Chinese New Year Cake (sweet sticky rice) | 年糕 Niángāo
Chinese New Year cakes can be eaten year round, but traditionally, they're served around Chinese New Year to celebrate the holiday. In Mandarin it's called 年糕 (Niángāo) and the literal transition of that is Year Cake. Because the second word 糕 also sounds like the word "higher" in Chinese, it was thought to be a lucky food as eating cake would help you achieve a higher status or prosperity. : )
You can usually find this cake in it's steamed form, sold at Asian supermarkets around the Lunar New Year, or maybe even your local Chinese bakery, but it's only 3 simple ingredients and fairly straight forward to make. (Plus it's fun!)

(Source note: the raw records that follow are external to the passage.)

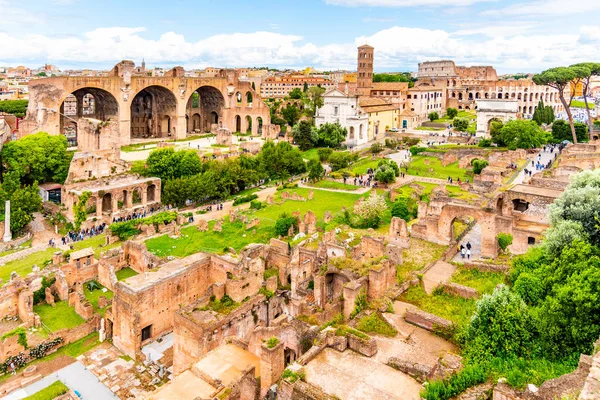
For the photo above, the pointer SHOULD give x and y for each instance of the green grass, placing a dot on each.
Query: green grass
(455, 309)
(419, 168)
(326, 184)
(125, 273)
(235, 234)
(376, 324)
(25, 265)
(93, 297)
(484, 282)
(581, 104)
(50, 392)
(59, 317)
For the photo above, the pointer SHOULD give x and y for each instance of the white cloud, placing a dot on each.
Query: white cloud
(403, 3)
(395, 48)
(548, 7)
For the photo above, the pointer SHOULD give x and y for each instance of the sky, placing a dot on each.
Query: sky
(512, 35)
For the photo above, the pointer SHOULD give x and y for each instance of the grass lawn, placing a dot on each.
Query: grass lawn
(415, 258)
(581, 104)
(24, 266)
(50, 392)
(455, 309)
(235, 234)
(326, 184)
(484, 282)
(419, 168)
(93, 297)
(58, 317)
(125, 273)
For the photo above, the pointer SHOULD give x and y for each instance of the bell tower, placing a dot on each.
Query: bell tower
(364, 76)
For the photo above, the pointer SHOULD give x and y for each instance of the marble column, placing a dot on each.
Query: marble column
(7, 235)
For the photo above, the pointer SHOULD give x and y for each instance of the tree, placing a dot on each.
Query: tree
(502, 326)
(559, 78)
(295, 94)
(451, 112)
(371, 210)
(338, 160)
(305, 135)
(39, 157)
(594, 70)
(291, 114)
(543, 114)
(460, 124)
(331, 135)
(521, 134)
(561, 131)
(315, 170)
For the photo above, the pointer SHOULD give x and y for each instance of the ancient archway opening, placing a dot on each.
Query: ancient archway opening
(152, 111)
(206, 106)
(92, 103)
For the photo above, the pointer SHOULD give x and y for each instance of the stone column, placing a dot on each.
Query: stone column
(7, 235)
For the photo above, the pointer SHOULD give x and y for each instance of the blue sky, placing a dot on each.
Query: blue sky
(513, 35)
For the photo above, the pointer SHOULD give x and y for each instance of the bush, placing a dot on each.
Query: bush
(451, 112)
(460, 124)
(256, 205)
(324, 154)
(284, 223)
(504, 240)
(478, 165)
(244, 199)
(414, 150)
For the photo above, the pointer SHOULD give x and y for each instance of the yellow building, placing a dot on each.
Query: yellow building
(383, 116)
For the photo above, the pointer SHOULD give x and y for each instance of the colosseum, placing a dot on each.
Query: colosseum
(97, 113)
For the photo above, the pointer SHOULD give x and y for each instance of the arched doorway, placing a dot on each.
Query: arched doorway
(107, 203)
(208, 103)
(248, 124)
(238, 124)
(152, 111)
(87, 102)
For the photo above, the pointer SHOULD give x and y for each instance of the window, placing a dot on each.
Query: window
(146, 333)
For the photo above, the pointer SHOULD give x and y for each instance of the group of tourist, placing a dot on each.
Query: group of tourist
(465, 250)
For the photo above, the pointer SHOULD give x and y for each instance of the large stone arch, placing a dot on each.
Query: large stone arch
(211, 103)
(153, 113)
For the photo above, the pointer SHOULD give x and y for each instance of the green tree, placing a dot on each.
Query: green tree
(560, 78)
(291, 114)
(561, 131)
(594, 70)
(460, 124)
(332, 135)
(305, 135)
(295, 94)
(315, 170)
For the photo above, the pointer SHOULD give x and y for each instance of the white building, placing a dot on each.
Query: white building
(343, 108)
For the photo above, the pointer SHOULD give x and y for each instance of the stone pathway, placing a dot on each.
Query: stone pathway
(440, 272)
(76, 376)
(473, 237)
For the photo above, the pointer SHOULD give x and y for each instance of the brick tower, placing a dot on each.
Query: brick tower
(364, 76)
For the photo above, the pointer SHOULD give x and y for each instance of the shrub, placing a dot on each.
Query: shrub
(272, 342)
(451, 112)
(504, 240)
(460, 124)
(244, 199)
(324, 154)
(414, 150)
(284, 223)
(256, 205)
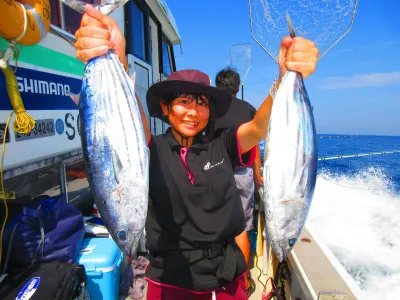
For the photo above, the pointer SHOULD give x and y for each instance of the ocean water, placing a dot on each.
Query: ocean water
(356, 209)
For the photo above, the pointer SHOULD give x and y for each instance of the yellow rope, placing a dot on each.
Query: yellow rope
(23, 122)
(3, 192)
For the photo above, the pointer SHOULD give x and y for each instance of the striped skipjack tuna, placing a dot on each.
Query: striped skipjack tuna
(115, 150)
(290, 165)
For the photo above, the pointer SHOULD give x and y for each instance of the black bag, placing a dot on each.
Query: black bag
(55, 280)
(50, 280)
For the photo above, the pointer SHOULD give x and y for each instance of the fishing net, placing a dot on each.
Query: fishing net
(323, 21)
(241, 59)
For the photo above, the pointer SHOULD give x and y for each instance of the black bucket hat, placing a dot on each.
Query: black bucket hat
(187, 81)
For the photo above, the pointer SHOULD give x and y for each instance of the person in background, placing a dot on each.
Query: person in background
(194, 210)
(240, 111)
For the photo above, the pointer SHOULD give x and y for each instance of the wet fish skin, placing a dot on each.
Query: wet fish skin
(115, 150)
(290, 164)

In this recipe video tutorial I'll show you how easy it is to make this Chinese New Year Cake. If you're considering making this at home, do make sure to watch the video for full instructions. Watching is the best way to learn! Tip:The great thing about homemade goods, is you're able to control the ingredients. I'm not a big fan of super sweet cakes, and this recipe's brown sugar has just enough to make it sweet. But (for example) if you like eating super sweet American style birthday cakes vs. the less sweet Asian fruit cakes, you may want to increase the amount of brown sugar to 1 3/4 - 2 cups. You can also use dark brown sugar instead to give the cake a darker appearance.
Ingredients:
1 lb. bag of glutinous rice flour (Erawan Brand look for the green bag)
1 1/4 cups brown sugar
2 Tbsp. oil
2 1/4 cups filtered water
I'm using 2 mini loaf pans for steaming which this recipe makes perfectly, but you can feel free to use any other moulds you'd like. You may need to adjust steaming times accordingly.
*Prep Time (includes cooling & refrigeration time) & Cook Time:
Boil the water and brown sugar until fully mixed. Let cool to about room temperature. Do not use until it's cooled or else you'll end up cooking the rice flour mixture (instead of steaming it).
Steam the batter for 50 minutes.
Let the cakes cool on your countertop for about 2 hours, then remove from the moulds & store in an airtight container in the refrigerator for at least 3 hours. It's best if you plan to store it overnight in the fridge, that way you're not impatiently waiting around for it to cool.
Slice the cakes, coat with egg and lightly pan fry on medium-low heat for about 3 min. on each side or until it's soft and gooey.